Sweeney shivered and twitched; Shadow thought it was the cold for a moment, then knew where he’d seen that shuddering shiver before. In prison: it was a junkie shiver. Sweeney was in withdrawal from something, and Shadow would have been willing to bet it was heroin. A junkie leprechaun? Mad Sweeney pinched off the burning head of his cigarette, dropped it on the ground, put the unfinished yellowing rest of it into his pocket. He rubbed his filthy fingers together, breathed on them to try and rub warmth into them. His voice was a whine now. “Listen, just give me the fucken coin, man. What do you want it for? Huh? Hey, you know there’s more where that came from. I’ll give you another, just as good. Hell, I’ll give you a shitload, man.”
He took off his filthy baseball cap—then, with his right hand, he stroked the air, producing a large golden coin. He dropped it into his cap. And then he took another from a wisp of breath steam, and another, catching and grabbing them from the still morning air until the baseball cap was brimming with them and Sweeney was forced to hold it with both hands.
He extended the baseball cap filled with gold to Shadow. “Here,” he said. “Take them, man. Just give me back the coin I gave to you.” Shadow looked down at the cap, wondered how much its contents would be worth.
“Where am I going to spend those coins, Mad Sweeney?” Shadow asked. “Are there a lot of places you can turn your gold into cash?”
He thought the Irishman was going to hit him for a moment, but the moment passed and Mad Sweeney just stood there, holding out his gold-filled cap with both hands like Oliver Twist. And then tears swelled in his blue eyes and began to spill down his cheeks.
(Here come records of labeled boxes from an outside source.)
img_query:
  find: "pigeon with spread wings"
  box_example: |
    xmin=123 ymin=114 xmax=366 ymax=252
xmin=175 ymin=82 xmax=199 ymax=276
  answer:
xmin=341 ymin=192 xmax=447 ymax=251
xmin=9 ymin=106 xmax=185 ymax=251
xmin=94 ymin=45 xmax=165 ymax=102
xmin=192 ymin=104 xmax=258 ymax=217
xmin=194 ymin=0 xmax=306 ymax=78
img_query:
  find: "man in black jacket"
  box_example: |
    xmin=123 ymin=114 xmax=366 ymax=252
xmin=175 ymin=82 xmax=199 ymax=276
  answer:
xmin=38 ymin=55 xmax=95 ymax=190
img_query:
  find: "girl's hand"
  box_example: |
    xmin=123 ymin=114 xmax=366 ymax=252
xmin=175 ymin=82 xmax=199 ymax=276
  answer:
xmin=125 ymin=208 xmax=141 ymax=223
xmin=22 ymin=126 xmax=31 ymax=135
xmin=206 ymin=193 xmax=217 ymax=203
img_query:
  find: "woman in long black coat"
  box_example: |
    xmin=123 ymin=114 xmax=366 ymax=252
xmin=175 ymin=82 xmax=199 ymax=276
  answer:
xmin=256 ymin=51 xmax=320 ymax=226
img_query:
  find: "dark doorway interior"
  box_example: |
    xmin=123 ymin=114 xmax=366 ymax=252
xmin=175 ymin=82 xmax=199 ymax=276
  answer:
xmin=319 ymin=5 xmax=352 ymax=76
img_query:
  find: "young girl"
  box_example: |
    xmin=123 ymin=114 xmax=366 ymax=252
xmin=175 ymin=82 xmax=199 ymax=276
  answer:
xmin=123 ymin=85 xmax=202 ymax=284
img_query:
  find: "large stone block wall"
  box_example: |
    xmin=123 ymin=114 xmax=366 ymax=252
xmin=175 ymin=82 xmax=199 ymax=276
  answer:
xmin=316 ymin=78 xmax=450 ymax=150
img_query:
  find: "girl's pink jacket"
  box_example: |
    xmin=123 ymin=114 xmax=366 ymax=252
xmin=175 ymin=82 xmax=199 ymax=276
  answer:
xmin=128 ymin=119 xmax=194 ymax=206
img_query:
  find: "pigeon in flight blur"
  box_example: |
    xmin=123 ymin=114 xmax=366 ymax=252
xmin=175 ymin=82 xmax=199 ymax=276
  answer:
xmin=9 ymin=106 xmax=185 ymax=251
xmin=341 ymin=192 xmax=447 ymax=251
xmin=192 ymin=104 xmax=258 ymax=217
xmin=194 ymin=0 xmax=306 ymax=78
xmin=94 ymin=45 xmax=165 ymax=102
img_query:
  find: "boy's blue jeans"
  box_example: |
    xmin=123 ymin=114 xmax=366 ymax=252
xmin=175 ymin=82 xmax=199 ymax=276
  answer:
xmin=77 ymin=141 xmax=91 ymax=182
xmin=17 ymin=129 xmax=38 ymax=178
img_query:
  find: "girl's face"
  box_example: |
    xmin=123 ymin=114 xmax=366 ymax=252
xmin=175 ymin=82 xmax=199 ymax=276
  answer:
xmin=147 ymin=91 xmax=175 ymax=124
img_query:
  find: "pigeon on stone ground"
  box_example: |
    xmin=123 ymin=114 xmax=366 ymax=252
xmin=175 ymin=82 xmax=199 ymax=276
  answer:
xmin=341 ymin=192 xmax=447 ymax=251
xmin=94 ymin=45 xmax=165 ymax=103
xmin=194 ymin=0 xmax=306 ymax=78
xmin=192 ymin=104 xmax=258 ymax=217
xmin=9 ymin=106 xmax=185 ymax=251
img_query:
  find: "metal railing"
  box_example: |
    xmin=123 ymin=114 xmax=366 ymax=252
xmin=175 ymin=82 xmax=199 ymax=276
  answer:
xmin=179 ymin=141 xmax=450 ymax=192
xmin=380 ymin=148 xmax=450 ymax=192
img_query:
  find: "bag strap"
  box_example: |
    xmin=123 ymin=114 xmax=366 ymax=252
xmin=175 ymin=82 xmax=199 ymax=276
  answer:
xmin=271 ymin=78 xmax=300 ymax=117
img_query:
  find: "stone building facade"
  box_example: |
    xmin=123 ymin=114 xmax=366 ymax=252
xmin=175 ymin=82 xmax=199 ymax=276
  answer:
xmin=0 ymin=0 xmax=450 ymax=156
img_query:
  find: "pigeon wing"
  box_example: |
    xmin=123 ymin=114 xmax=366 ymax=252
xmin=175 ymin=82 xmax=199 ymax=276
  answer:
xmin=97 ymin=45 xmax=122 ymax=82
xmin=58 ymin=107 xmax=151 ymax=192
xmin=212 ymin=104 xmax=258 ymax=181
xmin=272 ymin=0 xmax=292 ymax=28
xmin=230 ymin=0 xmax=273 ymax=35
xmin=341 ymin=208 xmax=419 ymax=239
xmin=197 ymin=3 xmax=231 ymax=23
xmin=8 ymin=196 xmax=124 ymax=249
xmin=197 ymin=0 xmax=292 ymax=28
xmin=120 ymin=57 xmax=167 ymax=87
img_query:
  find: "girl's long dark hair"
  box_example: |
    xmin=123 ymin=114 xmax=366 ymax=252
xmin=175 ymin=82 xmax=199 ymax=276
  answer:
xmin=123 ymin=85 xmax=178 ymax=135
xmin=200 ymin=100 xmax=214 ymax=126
He took the cap and put it—now empty of everything except a greasy sweatband—back over his thinning scalp. “You gotta, man,” he was saying. “Didn’t I show you how to do it? I showed you how to take coins from the hoard. I showed you where the hoard was. The treasure of the sun. Just give me that first coin back. It didn’t belong to me.”
“I don’t have it any more.”
Mad Sweeney’s tears stopped, and spots of color appeared in his cheeks. “You, you fucken—” he said, and then the words failed him and his mouth opened and closed, soundlessly.
“I’m telling you the truth,” said Shadow. “I’m sorry. If I had it, I’d give it back to you. But I gave it away.”
Sweeney’s filthy hands clamped on Shadow’s shoulders, and the pale blue eyes stared into his. The tears had made streaks in the dirt on Mad Sweeney’s face. “Shit,” he said. Shadow could smell tobacco and stale beer and whiskey-sweat. “You’re telling the truth, you fucker. Gave it away and freely and of your own will. Damn your dark eyes, you gave it a-fucken-way.”
“I’m sorry.” Shadow remembered the whispering thump the coin had made as it landed in Laura’s casket.